TIMING OF SLIP ON THE SOUTH TIBETAN DETACHMENT SYSTEM IN THE MARSYANDI VALLEY, ANNAPURNA RANGE, CENTRAL NEPAL
The excellent exposures of the STDS in the Annapurna Range allow for detailed studies to be carried out on individual detachments. Two normal-sense structures associated with the STDS outcrop in the Marsyandi drainage, the basal of which is the Chame detachment, while a structurally higher detachment has been correlated with the Phu detachment.
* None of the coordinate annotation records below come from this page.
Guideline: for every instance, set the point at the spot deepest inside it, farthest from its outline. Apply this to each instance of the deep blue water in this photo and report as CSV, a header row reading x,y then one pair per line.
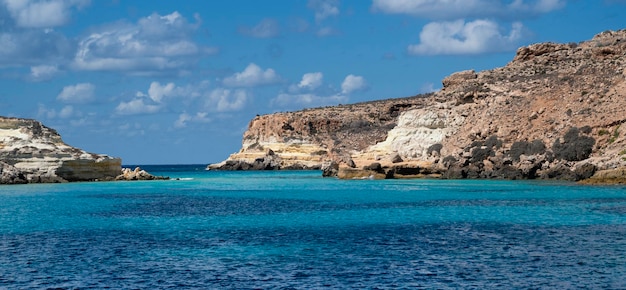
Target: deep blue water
x,y
248,230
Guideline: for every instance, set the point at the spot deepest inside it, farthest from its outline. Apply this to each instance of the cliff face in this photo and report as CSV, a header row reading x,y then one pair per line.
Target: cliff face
x,y
555,111
33,153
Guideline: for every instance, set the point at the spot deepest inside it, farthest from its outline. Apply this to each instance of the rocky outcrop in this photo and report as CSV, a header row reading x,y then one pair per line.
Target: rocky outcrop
x,y
556,111
138,174
33,153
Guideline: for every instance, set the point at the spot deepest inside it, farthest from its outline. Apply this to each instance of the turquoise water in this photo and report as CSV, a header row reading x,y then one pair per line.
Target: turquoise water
x,y
297,230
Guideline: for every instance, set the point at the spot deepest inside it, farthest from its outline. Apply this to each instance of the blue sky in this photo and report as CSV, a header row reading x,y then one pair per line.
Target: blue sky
x,y
176,82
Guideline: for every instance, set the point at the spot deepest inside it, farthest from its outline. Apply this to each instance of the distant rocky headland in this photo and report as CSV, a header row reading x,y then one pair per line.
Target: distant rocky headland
x,y
33,153
556,111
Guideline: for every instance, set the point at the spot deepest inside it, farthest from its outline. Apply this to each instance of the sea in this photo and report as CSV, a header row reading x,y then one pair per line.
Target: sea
x,y
296,230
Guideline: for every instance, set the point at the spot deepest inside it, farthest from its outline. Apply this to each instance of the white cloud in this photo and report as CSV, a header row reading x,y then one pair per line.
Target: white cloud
x,y
184,118
459,37
252,76
136,106
66,112
353,83
324,8
223,100
267,28
33,47
79,93
311,80
42,14
327,31
455,9
43,72
158,91
299,101
155,44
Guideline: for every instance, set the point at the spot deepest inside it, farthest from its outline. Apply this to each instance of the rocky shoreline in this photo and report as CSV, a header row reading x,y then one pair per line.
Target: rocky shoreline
x,y
33,153
556,111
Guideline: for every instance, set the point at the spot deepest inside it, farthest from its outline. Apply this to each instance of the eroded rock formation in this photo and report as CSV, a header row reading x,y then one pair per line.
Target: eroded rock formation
x,y
554,111
33,153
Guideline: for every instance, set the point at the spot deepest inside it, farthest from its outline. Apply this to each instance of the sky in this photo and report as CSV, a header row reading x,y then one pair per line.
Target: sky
x,y
177,82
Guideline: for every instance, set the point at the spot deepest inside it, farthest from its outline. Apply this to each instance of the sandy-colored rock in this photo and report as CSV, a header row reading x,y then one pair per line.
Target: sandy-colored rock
x,y
562,106
33,153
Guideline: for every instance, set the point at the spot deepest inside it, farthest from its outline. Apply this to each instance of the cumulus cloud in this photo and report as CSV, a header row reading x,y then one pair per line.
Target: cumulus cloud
x,y
252,76
267,28
309,92
224,100
353,83
136,106
33,47
66,112
307,100
324,8
327,31
160,96
311,80
184,118
79,93
155,43
42,14
455,9
459,37
43,72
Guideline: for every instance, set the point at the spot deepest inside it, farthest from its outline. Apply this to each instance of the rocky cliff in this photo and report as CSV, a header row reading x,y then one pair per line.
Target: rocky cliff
x,y
554,111
33,153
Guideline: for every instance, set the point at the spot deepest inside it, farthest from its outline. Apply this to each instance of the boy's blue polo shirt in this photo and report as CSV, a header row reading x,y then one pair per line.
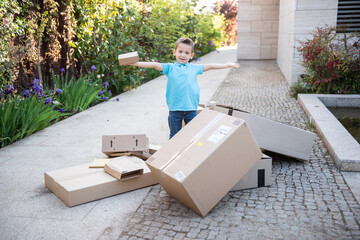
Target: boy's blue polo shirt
x,y
182,88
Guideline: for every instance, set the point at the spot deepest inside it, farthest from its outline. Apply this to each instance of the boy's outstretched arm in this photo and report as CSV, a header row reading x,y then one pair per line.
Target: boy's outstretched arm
x,y
155,65
221,66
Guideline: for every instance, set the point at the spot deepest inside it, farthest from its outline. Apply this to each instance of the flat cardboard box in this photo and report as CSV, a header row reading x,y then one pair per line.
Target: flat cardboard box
x,y
203,161
274,136
124,143
125,168
258,176
127,58
81,184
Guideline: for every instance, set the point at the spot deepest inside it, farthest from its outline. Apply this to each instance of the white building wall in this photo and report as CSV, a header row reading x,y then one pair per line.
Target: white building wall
x,y
258,23
297,19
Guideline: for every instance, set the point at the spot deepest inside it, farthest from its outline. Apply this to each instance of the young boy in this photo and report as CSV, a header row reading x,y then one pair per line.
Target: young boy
x,y
182,90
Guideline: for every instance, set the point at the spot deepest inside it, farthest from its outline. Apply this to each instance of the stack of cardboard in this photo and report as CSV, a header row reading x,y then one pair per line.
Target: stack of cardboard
x,y
274,136
105,177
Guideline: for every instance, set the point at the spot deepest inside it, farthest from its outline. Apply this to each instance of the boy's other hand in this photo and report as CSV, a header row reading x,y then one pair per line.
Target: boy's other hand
x,y
234,65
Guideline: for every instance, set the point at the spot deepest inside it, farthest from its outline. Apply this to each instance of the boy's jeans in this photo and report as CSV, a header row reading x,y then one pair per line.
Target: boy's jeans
x,y
175,120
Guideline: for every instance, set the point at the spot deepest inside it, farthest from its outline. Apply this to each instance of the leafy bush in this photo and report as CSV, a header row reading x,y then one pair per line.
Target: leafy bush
x,y
20,117
332,61
76,96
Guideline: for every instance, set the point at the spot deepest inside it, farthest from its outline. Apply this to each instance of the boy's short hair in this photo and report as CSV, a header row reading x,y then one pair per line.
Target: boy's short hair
x,y
186,41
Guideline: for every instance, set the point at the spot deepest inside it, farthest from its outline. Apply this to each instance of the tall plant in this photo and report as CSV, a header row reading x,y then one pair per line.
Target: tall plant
x,y
331,61
20,117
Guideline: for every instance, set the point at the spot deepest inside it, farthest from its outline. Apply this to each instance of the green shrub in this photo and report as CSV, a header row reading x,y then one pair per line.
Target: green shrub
x,y
77,96
20,117
104,30
332,61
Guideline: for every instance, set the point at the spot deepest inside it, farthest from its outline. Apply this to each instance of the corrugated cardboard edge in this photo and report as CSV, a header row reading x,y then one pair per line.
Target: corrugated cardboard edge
x,y
157,173
267,162
74,198
121,175
204,209
57,189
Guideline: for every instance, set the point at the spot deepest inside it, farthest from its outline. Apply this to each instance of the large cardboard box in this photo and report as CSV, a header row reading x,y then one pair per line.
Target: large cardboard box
x,y
127,58
202,162
124,143
81,184
274,136
124,168
258,176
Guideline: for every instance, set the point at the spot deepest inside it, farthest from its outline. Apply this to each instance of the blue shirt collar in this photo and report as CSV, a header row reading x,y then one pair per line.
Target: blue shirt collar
x,y
178,64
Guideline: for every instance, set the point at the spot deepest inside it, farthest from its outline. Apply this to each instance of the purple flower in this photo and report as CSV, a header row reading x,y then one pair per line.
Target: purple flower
x,y
26,93
105,84
9,89
58,91
93,68
47,101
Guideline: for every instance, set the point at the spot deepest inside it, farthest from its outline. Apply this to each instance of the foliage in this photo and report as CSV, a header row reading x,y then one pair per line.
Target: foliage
x,y
20,117
80,40
76,96
301,86
332,61
106,30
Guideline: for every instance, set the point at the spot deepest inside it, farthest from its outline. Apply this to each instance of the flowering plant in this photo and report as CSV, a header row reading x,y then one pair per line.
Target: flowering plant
x,y
331,61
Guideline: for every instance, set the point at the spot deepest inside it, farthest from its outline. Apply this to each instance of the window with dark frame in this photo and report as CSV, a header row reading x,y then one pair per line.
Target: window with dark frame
x,y
348,16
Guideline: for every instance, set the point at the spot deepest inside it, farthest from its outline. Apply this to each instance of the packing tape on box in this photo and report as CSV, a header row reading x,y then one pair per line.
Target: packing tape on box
x,y
218,117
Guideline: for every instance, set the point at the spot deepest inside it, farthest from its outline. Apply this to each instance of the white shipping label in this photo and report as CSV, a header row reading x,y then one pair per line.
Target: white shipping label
x,y
219,133
180,176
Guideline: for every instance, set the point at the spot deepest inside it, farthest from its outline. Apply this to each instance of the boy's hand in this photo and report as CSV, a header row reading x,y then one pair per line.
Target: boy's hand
x,y
234,65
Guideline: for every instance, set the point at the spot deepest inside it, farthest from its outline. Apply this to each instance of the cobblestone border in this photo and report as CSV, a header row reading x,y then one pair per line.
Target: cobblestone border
x,y
307,200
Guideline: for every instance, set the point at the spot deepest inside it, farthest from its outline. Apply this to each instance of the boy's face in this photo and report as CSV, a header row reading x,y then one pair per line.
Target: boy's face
x,y
183,53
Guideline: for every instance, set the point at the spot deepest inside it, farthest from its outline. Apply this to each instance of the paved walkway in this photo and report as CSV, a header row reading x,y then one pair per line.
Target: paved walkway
x,y
306,201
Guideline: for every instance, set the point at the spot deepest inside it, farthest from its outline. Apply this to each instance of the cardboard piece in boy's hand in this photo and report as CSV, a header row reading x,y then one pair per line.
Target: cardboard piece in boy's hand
x,y
127,58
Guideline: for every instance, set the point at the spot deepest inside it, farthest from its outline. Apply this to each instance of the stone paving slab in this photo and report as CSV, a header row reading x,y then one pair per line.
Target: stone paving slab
x,y
307,200
28,210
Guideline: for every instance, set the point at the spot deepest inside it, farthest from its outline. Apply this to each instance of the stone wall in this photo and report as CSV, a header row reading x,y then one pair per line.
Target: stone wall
x,y
297,19
258,23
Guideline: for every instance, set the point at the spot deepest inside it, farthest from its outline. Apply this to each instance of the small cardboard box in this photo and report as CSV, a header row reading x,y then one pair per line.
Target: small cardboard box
x,y
127,58
81,184
258,176
124,168
274,136
203,161
124,143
Zircon U/Pb dates from variably deformed leucogranites suggest the majority of high-temperature slip on the Chame detachment ceased by ca. 16 Ma, although quartz and feldspar microstructures in a non-mylonitic granite suggest slip was ongoing. Rocks in the footwalls of both structures contain multiple minerals suitable for thermochronologic studies, allowing us to evaluate the total duration of normal-sense slip.
We present 40Ar/39Ar muscovite and biotite, and (U-Th)/He zircon and apatite results from a transect across the Chame detachment into the footwall of the overlying detachment. 1D thermal-kinematic models using Pecube-D suggest the footwalls of these structures initially experienced rapid exhumation (~1.5 km/Myr), which we attribute to tectonic exhumation via normal-sense slip. Exhumation rates decrease, likely as slip ceased, to ~0.25-0.75 km/Myr at ca. 15 Ma for the majority of samples, while rocks in the immediate footwall of both detachments record the decrease at ca. 12 Ma. Our results suggest both detachments were synchronous, and any difference in timing of cessation of slip on the two detachments is outside of the resolution of our results. Finally, thermal-kinematic models and topographic analysis suggest potential normal-sense slip over the last ca. 2 Ma at a similar structural level to the overlying detachment.